Further data suggest that sex hormones in addition to genetic factors modulate SD susceptibility in the animal model of FHM. Consistent with the female preponderance of FHM, female mice expressing the R192Q or S218L mutation showed a higher susceptibility than male mice toward SD (36). It has been shown that both estrogen and progesterone facilitate occurrence of SD in the neocortex and increase synaptic plasticity in these tissues (37). This may also affect the subcortical regions (38). This sex-related effect was completely reversed by an ovariectomy. Androgens appear to influence SD in the opposite direction in FHM type 1 mutant mice. Castration increased KCl-induced SD frequency and propagation speed. This was prevented by testosterone replacement in an androgen receptor-dependent manner (39).

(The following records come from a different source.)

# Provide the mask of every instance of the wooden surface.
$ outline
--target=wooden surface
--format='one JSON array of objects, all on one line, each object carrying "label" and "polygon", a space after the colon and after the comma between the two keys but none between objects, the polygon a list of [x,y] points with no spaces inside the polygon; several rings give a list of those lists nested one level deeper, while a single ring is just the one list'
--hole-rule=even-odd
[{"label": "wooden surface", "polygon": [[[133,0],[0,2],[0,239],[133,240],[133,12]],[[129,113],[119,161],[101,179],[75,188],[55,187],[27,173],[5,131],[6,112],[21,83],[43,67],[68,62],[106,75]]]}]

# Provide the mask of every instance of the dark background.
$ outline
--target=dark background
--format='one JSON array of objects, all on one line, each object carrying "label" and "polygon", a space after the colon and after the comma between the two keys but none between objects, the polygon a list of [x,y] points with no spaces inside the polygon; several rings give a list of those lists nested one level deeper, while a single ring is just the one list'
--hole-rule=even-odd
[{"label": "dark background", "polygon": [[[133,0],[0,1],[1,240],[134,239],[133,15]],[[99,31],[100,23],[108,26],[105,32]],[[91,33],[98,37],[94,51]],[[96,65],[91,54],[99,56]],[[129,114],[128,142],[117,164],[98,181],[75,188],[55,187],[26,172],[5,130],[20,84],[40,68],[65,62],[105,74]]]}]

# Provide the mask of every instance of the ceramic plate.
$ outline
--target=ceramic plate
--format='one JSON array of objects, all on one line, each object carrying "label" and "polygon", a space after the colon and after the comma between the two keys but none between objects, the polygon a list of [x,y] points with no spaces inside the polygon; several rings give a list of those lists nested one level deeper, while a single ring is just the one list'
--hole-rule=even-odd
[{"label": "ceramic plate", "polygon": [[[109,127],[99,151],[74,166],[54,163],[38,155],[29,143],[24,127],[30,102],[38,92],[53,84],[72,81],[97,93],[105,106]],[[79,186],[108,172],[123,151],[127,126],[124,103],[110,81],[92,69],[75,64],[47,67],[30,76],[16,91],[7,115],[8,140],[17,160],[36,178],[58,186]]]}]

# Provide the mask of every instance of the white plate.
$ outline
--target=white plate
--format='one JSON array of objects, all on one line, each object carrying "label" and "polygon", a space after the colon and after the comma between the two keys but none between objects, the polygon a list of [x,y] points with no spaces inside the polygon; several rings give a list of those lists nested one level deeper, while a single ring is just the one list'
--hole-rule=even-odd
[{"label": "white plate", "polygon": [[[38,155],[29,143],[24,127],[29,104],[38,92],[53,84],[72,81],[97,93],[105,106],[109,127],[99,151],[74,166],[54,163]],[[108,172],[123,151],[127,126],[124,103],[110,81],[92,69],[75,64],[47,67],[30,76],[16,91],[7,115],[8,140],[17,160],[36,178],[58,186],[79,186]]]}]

It has been shown that induction of SD in the striate cortex modulates cerebellar photically evoked response. Knock-in mice that harbor human FHM1 mutations have a reduced threshold for SD and an increased probability of excitatory glutamate release (1). FHM1 with ataxia is attributable to specific mutations that differ from mutations that cause pure FHM1 and have peculiar consequences on cerebellar Cav2.1 currents that lead to profound Purkinje cell dysfunction and to neuronal loss with atrophy. Mental retardation might be diagnosed after the onset of severe FHM attacks (40).

Severe attacks are suggested to result in permanent brain damage and atrophy as well as cognitive deterioration in the few children with normal early development and a notable stepwise developmental regression after the onset of severe FHM attacks. A decreased blood flow in the symptomatic cerebral hemisphere was reported in patients suffering from FHM (41). Small white matter lesions are not infrequent in children with migraine attacks (42). The potential fatal effects of repetitive cortical SD on the neurons of a juvenile brain have been reported (43). Repetitive cortical SD enhanced the production of dark neurons, reduced the mean volume of normal neurons, increased the number of apoptotic neurons, and enhanced expression of the NR2B subunit of NMDA receptors as well as the GluR1 subunit of AMPA receptors in the hippocampus and neocortex of juvenile rats(44).Using quantitative receptor autoradiography, an enhancement of glutamate N-methyl-d-aspartate (NMDA), α-amino-3-hydroxy-5-methyl-4-isoxazolepropionic acid (AMPA) and kainite receptor binding sites in somatosensory neocortical tissues was reported 1h after induction of CSD(45). The role of NMDA receptors in initiation of SD in human brain tissues is well-known (26). Intranasal application of the NMDA antagonist ketamine reversibly reduced the severity and duration of neurological deficit in FHM (46).Experimental models of CSD as a surrogate for aura can be useful in preclinical drug screening for migraine prophylaxis, including FHM, as well as for improving our knowledge of its basic mechanisms (47-50).

In conclusion, SD seems to play a crucial role in pathophysiology of FHM. Both genetic and hormonal factors in FHM affect SD initiation and propagation, and SD mimics symptom in animal models of FHM.

Therefore, SD may be a potential target for prevention of migraine attacks in FHM. Furthermore, FHM is a useful model to explore the mechanisms of more common types of migraine.